Coffee.  I have been to plenty of cities with ample coffee shops but in Seattle coffee is an art. It’s where the gourmet coffee industry started. Whether it was a freshly brewed pour-over coffee, a latte or a cup of coffee at a local diner, it was all terrific. You can’t serve Maxwell House in Seattle, only the best will do. There are the ubiquitous Starbucks everywhere, but we found a place called La Marzocco Café, which was a coffee shop inside a radio station studio. It was amazing. The kind of place to sit down and relax while you watch it rain outside and listen to great music from KEXP. It is a must-see in Seattle. My son and I ended going there several times to chill out and relax. It’s within walking distance of the Space Needle, so even tourists can make their way there. My daughter’s boyfriend, Kevin, made several pots of delicious coffee at their apartment. Be sure to relax and enjoy the coffee.

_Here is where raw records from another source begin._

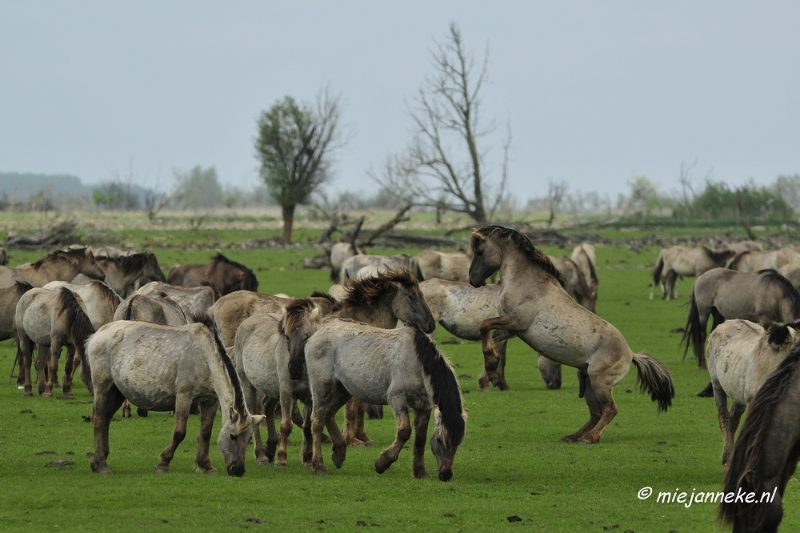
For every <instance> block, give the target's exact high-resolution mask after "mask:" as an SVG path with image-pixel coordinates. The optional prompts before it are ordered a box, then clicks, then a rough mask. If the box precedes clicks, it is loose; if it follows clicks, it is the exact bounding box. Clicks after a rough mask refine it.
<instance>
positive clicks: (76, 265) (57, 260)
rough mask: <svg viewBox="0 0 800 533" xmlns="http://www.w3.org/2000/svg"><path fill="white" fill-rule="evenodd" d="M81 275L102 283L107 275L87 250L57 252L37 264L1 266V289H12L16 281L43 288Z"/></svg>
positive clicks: (44, 257)
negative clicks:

Transit.  There are many modes of transportation in Seattle, and my son and I used Lyft for most of our journeys. Walking is another popular mode, and once you have purchased a raincoat (see bullet one), it’s really not that bad. Plus, walking with an umbrella becomes a game of strategy on crowded streets, so I highly recommend wearing a rain jacket instead, just so there isn’t collateral damage as you make your way on foot. Kevin and his brother Brian suggested we take a bus from Pike Place Market to their apartment in Ballard. We had a whole afternoon together with no rush, so I was game. I have to say I was skeptical. I can’t remember the last time I rode a bus, but it was cheap ($2.50) and took us to within a half mile of the apartment. There is a certain Zen to riding a bus, as the world rolls past and riders stare blankly ahead, or intently at their phones. I was glad I had the experience, since my daughter rides the bus to work every day and I now understand the appeal. There is this transition from home to work or vice versa that frees up time for thought and reflection that driving doesn’t.

Food.  We had amazing food all week. Whether it was a diner near the Space Needle, pho at a local Vietnamese restaurant, or tacos at a Mexican spot. When we were walking around Ballard one night there must have been twenty plus restaurants we passed. I would have eaten in any one of them. There is something comforting about walking in the rain (again see bullet 1) and ducking into a cozy spot for some delicious food. Pike Place Market (with the world-renowned fish throwers) has an amazing assortment of everything, from chanterelle mushrooms to Dungeness crabs to moon drop grapes. I’ve always thought of the San Francisco Bay Area as the food mecca of the world, but Seattle could give it a run for its money. It was ironic that several of the places where we ate were Southern in theme. Whether it was shrimp and grits, biscuits or collards, I didn’t feel like I was a 6-hour flight from home. I think the cold rain makes food taste better. The pinnacle of food was our Thanksgiving meal with Brian and Natalie at the helm.  There is a peace in letting go and not being responsible for the biggest meal of the year. I don’t need to worry about whether the turkey is carved. Turns out, it is still delicious, regardless of how it is carved.

It was a great trip with the highlight being a trip to the Japanese gardens at the Washington Arboretum and spectacular Chihuly Garden and Glass Museum. There is always something fascinating to do in Seattle, regardless of the weather. What are your favorite spots in Seattle?